Fusion energy has the potential to deliver a reliable, zero-emissions electricity source in the future—if companies can successfully construct and operate the facilities. However, a recent study indicates that even if this future materializes, it may not be affordable.

Typically, technologies become less costly over time. Lithium-ion batteries are currently approximately 90% cheaper compared to their prices in 2013. Nevertheless, historically, various technologies tend to follow this trend at different speeds. The expenses associated with fusion may not decrease as rapidly as those for batteries or solar energy.

Making forecasts about the expenses of a technology that is not yet developed is challenging. However, when billions of dollars in public and private investments are at stake, it is important to reflect on the assumptions we hold concerning our future energy portfolio and its expenses.

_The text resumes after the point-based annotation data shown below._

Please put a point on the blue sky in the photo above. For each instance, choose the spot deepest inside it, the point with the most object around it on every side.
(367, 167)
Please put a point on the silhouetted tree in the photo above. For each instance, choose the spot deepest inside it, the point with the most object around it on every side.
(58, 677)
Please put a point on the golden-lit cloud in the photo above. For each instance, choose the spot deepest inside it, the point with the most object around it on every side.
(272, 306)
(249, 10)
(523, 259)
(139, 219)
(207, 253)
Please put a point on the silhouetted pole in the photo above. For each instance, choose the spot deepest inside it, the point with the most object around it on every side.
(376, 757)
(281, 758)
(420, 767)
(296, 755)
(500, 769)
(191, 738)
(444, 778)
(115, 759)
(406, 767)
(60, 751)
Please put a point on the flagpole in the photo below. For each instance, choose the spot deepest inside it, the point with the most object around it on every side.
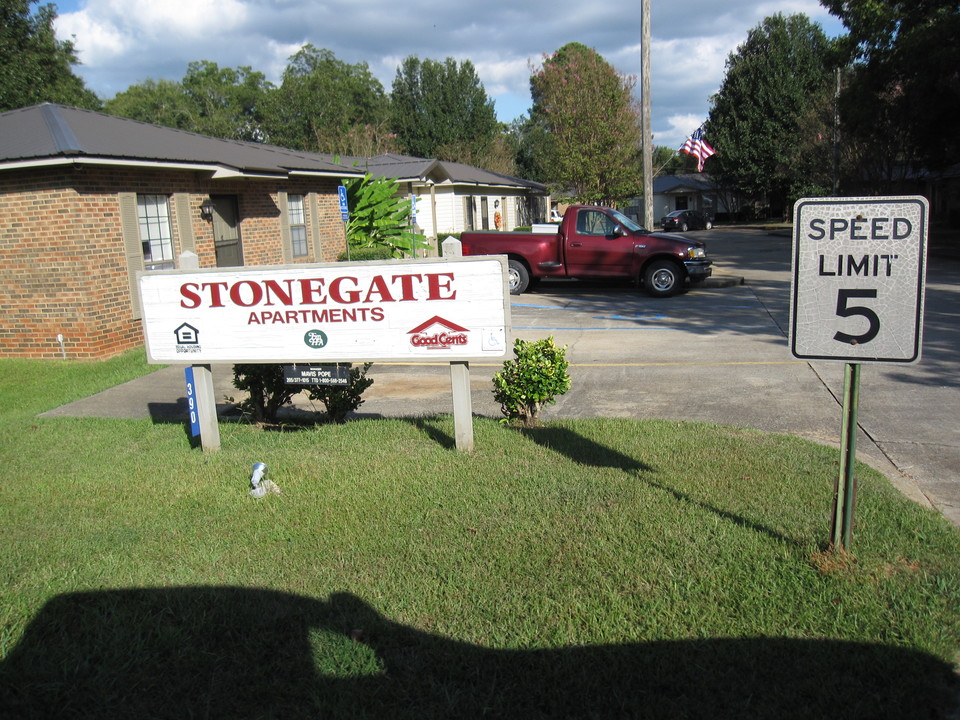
(645, 110)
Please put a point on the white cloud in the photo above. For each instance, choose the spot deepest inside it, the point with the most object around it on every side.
(123, 42)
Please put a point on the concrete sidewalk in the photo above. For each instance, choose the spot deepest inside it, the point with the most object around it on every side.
(716, 354)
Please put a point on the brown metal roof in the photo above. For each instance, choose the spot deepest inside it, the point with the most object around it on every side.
(405, 167)
(49, 132)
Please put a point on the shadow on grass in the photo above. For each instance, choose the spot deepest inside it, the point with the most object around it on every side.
(587, 452)
(244, 653)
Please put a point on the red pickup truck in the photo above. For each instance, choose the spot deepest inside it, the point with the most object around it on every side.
(596, 242)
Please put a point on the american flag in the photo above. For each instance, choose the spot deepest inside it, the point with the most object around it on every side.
(698, 147)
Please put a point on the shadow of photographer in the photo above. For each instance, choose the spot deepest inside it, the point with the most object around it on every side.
(232, 652)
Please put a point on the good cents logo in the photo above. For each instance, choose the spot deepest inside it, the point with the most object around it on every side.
(438, 334)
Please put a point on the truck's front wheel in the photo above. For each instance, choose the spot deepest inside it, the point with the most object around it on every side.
(518, 279)
(663, 278)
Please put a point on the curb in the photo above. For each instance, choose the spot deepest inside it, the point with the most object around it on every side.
(716, 281)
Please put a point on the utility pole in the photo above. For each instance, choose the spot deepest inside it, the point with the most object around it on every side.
(645, 125)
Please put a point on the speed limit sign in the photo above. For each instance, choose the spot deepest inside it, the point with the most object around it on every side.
(858, 279)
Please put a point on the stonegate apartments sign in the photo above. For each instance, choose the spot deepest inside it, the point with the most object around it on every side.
(406, 311)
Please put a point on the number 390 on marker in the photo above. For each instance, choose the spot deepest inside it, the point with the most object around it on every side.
(858, 279)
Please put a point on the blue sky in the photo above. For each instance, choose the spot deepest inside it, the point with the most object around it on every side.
(123, 42)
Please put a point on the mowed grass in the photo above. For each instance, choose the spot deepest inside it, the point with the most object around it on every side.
(589, 568)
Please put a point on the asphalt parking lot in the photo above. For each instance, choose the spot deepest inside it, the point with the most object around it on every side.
(717, 354)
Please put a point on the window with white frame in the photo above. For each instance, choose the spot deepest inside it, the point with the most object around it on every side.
(153, 215)
(298, 226)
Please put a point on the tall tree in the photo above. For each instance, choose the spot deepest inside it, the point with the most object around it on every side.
(35, 67)
(908, 75)
(440, 110)
(586, 113)
(757, 121)
(321, 99)
(220, 102)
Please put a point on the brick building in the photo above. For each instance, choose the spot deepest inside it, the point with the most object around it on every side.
(88, 200)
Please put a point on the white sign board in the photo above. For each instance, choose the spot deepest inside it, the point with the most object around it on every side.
(858, 279)
(407, 311)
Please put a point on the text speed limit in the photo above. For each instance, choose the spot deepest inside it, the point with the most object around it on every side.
(858, 274)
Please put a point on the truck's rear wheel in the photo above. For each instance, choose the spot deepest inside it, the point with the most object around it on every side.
(663, 278)
(518, 279)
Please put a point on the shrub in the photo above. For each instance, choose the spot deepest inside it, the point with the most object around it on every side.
(364, 254)
(536, 375)
(267, 390)
(339, 400)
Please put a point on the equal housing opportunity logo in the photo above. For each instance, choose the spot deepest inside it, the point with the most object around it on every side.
(188, 339)
(438, 334)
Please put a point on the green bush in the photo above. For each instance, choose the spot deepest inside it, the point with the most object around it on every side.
(364, 254)
(267, 390)
(340, 400)
(536, 375)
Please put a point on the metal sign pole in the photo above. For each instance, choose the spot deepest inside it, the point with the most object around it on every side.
(841, 536)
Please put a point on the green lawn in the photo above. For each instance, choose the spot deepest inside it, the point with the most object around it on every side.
(590, 568)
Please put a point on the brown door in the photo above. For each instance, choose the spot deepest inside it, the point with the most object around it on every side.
(226, 231)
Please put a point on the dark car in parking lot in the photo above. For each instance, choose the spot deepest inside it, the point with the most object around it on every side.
(684, 220)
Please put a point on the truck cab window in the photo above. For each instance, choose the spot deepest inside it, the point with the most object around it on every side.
(593, 222)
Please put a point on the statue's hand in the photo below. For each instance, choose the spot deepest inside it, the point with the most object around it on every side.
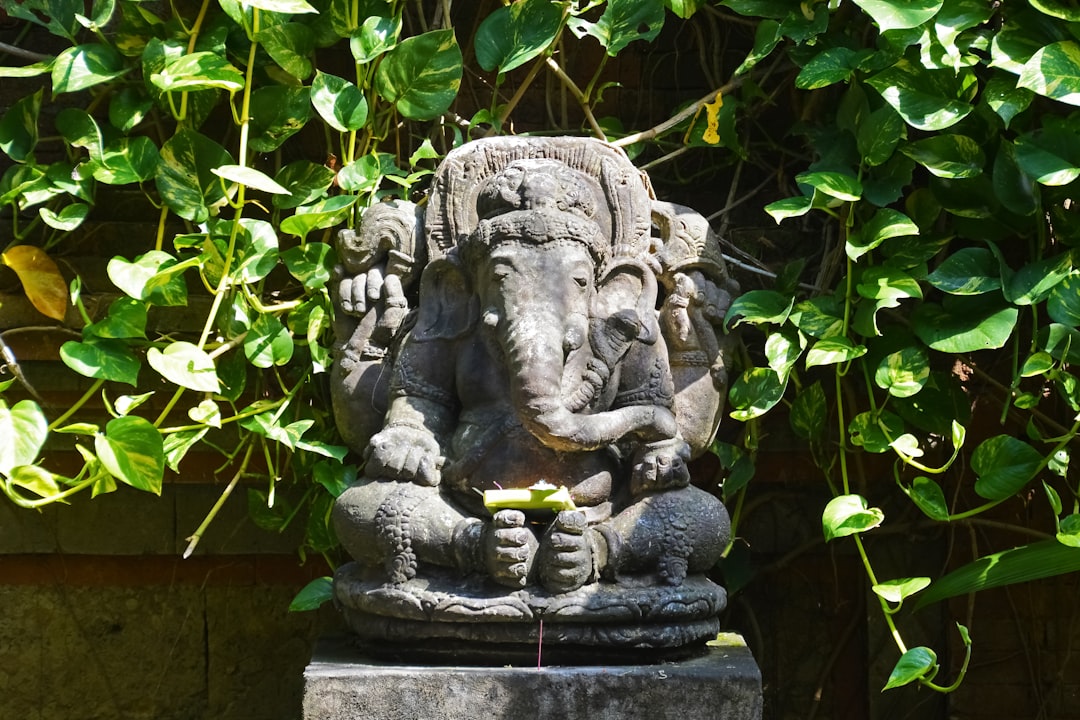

A vital metric is known as experience rate—the percentage by which the cost of an energy technology decreases every time capacity doubles. A higher rate indicates a quicker drop in pricing and improved economic benefits with scaling.

Traditionally, the experience rates are 12% for onshore wind energy, 20% for lithium-ion batteries, and 23% for solar panels. Other energy technologies have not decreased in price quite as swiftly—fission holds at merely 2%.

In the new study, published in Nature Energy, the researchers sought to refine predictions about fusion’s future costs by estimating the technology’s experience rate. The team analyzed three crucial factors correlated with experience rate: unit size, design intricacy, and customization requirements. The greater the size and complexity of a technology and/or the more it needs to be tailored for various applications, the lower the experience rate.

The study involved interviews with fusion specialists, including public-sector researchers and individuals from private companies. They asked the experts to assess fusion power plants based on those characteristics and utilized that data to forecast the experience rate. (A note here: The study addressed only magnetic confinement and laser inertial confinement, two of the foremost fusion strategies, which collectively are the primary recipients of current funding. Other methods might offer different cost advantages.)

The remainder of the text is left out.